To verify the change detection effect of the present invention, the present invention is compared with 6 advanced level deep learning change detection techniques. The 6 comparison techniques are respectively as follows: full convolution twin neural network (FC-Sim-Conv), DeepLab v3+, Dual attention neural network (DANet), modified U-type network (Unet + +), Multi-output fusion modified U-type network (Unet + + _ MSOF), and Difference-graph-based modified U-type network (DifUNet + +). Four widely used quantitative indicators are used to evaluate the performance of different change detection techniques, namely accuracy, precision, recall and F1The value is obtained.

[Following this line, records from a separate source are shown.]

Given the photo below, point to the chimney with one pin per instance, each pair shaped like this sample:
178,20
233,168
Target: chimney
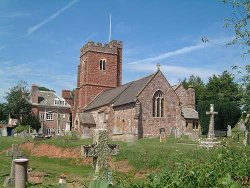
34,93
67,96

FIG. 9 is a graph showing the results of variation detection according to the present invention and the comparative technique. Respectively, a full convolution twin neural network (FC-Sim-Conv), a DeepLab v3+, a double attention neural network (DANet), an improved U-type network (Unet + +), a multi-output fusion improved U-type network (Unet + + _ MSOF), an improved U-type network (DifUNet + +) based on a difference map, and a change detection result map of the present invention. Table 4 gives four quantitative indices for different change detection results.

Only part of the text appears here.